With the pressure deflating, life was breathed into the game once more. McArthur and N’Zogbia broke, exchanging passes before the French international saw his drive parried by Fabianski. Minutes later, the mists which descended over the Wigan player’s eyes matched the colour of the referee’s card, a situation entirely of the official’s making.
Incorrectly penalising Wilshere for a non-existent foul, the youngster and N’Zogbia exchanged words. As play moved up the pitch, the Frenchman butted Wilshere and was correctly dismissed. Yet his team-mates still refused to give up hope. With ten minutes to go, a deep corner was headed back across goal towards the waiting Caldwell; Squillaci intervened to with a header that sent the ball into the net instead of over the bar to safety.
The denouement came with more refereeing inconsistency. Nasri had been a late substitute following the equaliser. His freekick on the edge of the area was batted to safety off a Wigan arm in the same way that Cesc was penalised against Tottenham. This time, the official refused to award a penalty; it is impossible to fathom why. From his position, Probert had a clear view that the ball was diverted by a deliberate movement of the hand yet he chose to ignore that.

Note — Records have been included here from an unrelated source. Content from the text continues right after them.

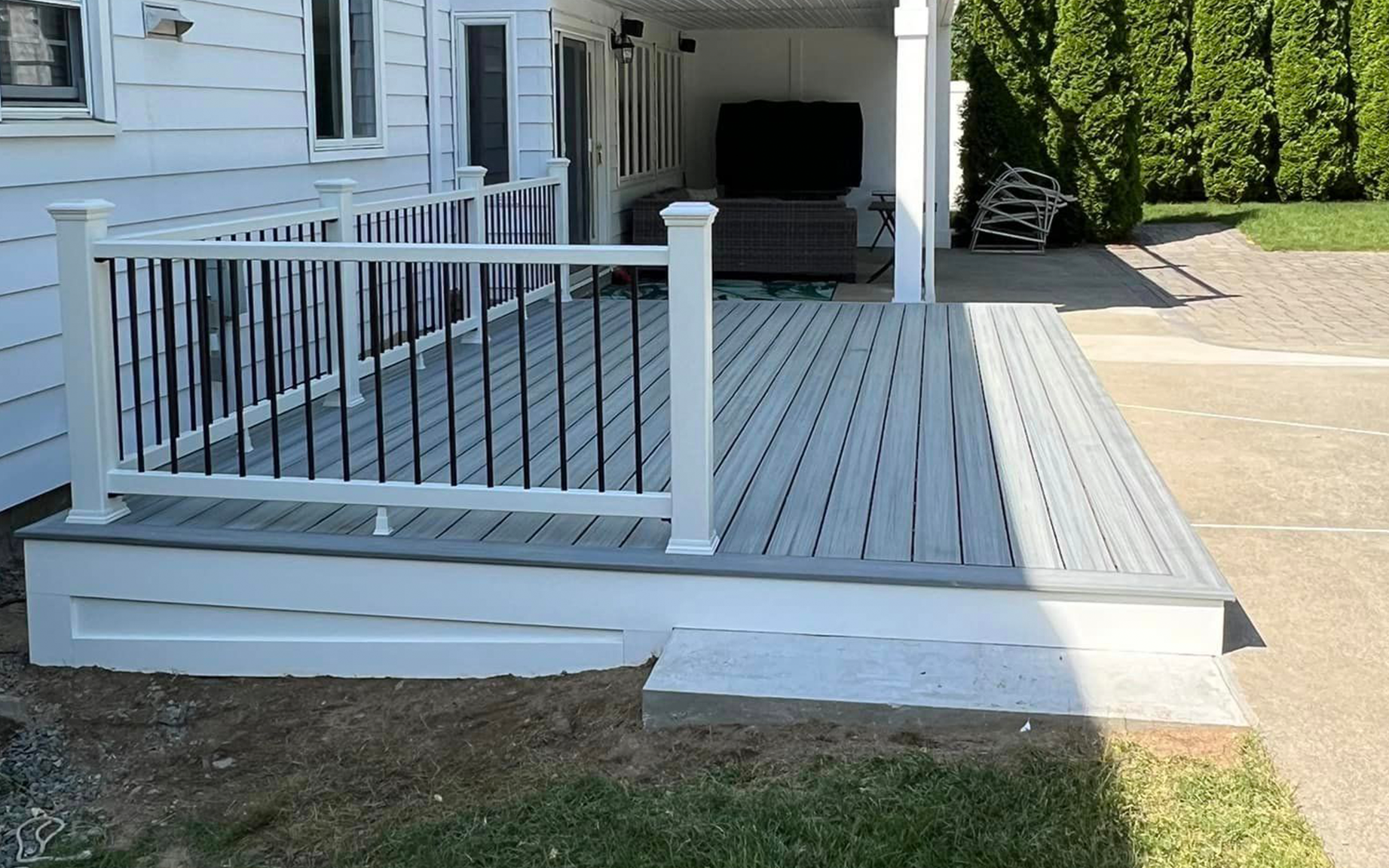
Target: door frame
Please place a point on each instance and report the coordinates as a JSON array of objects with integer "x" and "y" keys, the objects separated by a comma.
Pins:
[{"x": 601, "y": 112}]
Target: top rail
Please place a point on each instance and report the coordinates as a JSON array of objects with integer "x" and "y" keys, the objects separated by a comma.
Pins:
[
  {"x": 313, "y": 252},
  {"x": 235, "y": 227}
]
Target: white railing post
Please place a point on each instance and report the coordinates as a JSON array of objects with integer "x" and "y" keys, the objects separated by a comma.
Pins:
[
  {"x": 338, "y": 194},
  {"x": 470, "y": 179},
  {"x": 690, "y": 280},
  {"x": 89, "y": 378},
  {"x": 558, "y": 168}
]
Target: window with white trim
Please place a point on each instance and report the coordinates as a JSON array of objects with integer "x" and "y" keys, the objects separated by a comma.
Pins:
[
  {"x": 344, "y": 59},
  {"x": 649, "y": 113},
  {"x": 44, "y": 59}
]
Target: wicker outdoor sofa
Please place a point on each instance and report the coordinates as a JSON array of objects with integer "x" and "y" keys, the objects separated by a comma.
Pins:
[{"x": 767, "y": 237}]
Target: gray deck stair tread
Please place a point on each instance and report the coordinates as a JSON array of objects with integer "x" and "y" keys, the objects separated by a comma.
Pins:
[
  {"x": 891, "y": 517},
  {"x": 984, "y": 536},
  {"x": 717, "y": 677},
  {"x": 846, "y": 515},
  {"x": 797, "y": 530},
  {"x": 1072, "y": 514},
  {"x": 1030, "y": 527},
  {"x": 1120, "y": 521}
]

In the end though, the dropping of points is the fault of Arsenal, mistakes by officials only serve to distract from defensive failings. The equaliser was an appalling goal to concede. Squillaci was the wrong side of Caldwell in the final moments, a basic error by an experienced player, something which happens to often, not just to the Frenchman.
Even so, the year ends with Arsenal in third, two points off the top having played a game less than Manchester City but one more than United. It is a good position to be in but 2011 needs to see a consistent run put together if the promise is to materialise into reward.